At the same time, there could be some major stimulus coming from China.
Haupt’s recent trip to China reinforced his view that China was ready to embrace the private sector, run higher fiscal deficits, promote the domestic bond market, swap local for central government debt and catch up to the US on artificial intelligence over the next five years.
“So there will be a huge amount of investment in AI infrastructure,” he says. “What I did off the back of this trip is I bought a whole lot of aluminium stocks, because aluminium looks pretty good. So we got Alcoa. Coal looks good, so we bought Whitehaven.
“We did a lot of work on steel, so Fortescue, BHP, Rio Tinto – all positive on those names as well.
“Resources have done pretty well but we still think they look pretty good for 2026.”

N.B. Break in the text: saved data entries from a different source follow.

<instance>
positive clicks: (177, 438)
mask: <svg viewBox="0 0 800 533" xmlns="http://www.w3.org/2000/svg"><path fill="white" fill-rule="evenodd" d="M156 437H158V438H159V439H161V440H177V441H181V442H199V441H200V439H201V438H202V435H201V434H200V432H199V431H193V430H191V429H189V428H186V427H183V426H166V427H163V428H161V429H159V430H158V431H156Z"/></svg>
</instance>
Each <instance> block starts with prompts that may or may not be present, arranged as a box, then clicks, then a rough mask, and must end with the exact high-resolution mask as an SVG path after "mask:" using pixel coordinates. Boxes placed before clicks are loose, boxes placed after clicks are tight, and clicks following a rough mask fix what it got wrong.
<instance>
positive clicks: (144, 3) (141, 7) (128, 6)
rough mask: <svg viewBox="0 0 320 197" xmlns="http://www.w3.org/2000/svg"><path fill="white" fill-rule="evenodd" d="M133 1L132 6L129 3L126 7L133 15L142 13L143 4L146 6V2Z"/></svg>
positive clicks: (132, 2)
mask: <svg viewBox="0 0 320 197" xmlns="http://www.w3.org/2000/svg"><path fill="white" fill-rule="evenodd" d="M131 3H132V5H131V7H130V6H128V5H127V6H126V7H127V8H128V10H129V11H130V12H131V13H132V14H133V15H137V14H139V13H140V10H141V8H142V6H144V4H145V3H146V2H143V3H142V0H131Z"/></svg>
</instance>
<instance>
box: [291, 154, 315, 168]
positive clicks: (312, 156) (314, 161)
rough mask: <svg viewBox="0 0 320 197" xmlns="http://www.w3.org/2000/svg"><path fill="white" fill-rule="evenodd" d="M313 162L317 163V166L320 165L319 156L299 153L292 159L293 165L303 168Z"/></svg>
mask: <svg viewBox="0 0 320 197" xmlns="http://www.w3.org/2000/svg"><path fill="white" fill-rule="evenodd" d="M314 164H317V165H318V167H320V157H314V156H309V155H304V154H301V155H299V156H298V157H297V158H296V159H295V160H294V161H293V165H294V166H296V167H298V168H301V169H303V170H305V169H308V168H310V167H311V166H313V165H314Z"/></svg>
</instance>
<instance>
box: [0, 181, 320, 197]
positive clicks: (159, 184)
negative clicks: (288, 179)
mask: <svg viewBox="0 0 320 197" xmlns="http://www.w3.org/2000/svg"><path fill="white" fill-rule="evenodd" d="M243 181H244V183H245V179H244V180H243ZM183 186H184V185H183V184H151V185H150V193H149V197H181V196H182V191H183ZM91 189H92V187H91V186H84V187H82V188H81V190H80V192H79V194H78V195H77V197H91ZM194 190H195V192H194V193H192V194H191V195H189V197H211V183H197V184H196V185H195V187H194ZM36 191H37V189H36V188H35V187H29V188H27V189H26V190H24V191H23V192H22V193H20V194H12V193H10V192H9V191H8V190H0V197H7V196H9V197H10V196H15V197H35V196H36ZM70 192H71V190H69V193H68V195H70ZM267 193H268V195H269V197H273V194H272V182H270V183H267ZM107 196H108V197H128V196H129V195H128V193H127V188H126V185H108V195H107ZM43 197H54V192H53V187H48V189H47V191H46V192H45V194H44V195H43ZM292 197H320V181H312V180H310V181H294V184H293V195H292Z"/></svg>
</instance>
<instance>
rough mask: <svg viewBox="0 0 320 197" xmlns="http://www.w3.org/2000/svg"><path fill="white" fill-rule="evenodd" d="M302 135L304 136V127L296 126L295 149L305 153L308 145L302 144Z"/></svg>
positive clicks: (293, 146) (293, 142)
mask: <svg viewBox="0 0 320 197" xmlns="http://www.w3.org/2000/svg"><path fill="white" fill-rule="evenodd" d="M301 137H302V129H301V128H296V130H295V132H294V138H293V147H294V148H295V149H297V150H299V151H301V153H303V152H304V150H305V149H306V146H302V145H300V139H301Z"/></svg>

At the same time, Haupt is bearish on Australian banks. Banks have certainly dominated for the past two years. The ASX 200 Banks index rose about 70 per cent versus about 17 per cent for the materials sector until the market’s record high last month.
But with Commonwealth Bank down about 20 per cent from its June peak and the outlook for monetary policy flipped from easing to tightening, the sky-high bank share price valuations of the past two years may be starting to normalise.
“The reason why banks and a whole lot of our (major) stocks went crazy was a lot of offshore money was hitting the ASX and also our debt capital markets; basically China was seen as uninvestible,” Haupt tells The Australian.
“What we’re seeing now is China’s getting better and capital is flying back. Capital is flying out of Australia, so some of those crazy valuations that we saw are in reverse.”
WAM follows commodity trade advisers’ positioning which indicates capital is exiting Australia at a decent clip. “So some of those silly valuations we saw, particularly in CBA and the rest of the banking sector and Wesfarmers, are in reverse now and we expect that to continue.”
After China started cracking down on its private sector from late 2020 and the global tech sell-off hit the Chinese stock market hard in 2022, regional asset allocators are thought to have piled into Australian banks to replace the Chinese stocks that were being kicked out of the MSCI regional benchmark index.
“That was definitely happening,” Haupt says. “It was a flow of money and we saw it again after the ‘Liberation Day’ tariffs in the US.
“Everyone was saying, ‘US exceptionalism is over’. Australian stocks got another leg post that. But it was happening before that because of people’s views on China. Everyone we talked to in the US was like, ‘I can’t invest in China’.”
Australia’s major banks were the world’s natural parking spot, while resources companies were seen as just another play on China.
And CBA was the standout because of its liquidity, dividends and earnings growth.
“The funnel was very narrow for a handful of stocks and that’s why we saw such crazy valuations,” Haupt says.
The upshot is that with domestic interest rates potentially rising within six months, investors should be wary of loading up on banking stocks simply because the sector has fallen 10 per cent, enough to justify a correction, and CBA has fallen 20 per cent, a bear market.
Valuations in the sector continue to be stretched, Haupt says.
“We’ve got the conditions in place for stronger global economic growth, which should see a further flow to diversify out of some of these crowded positions.”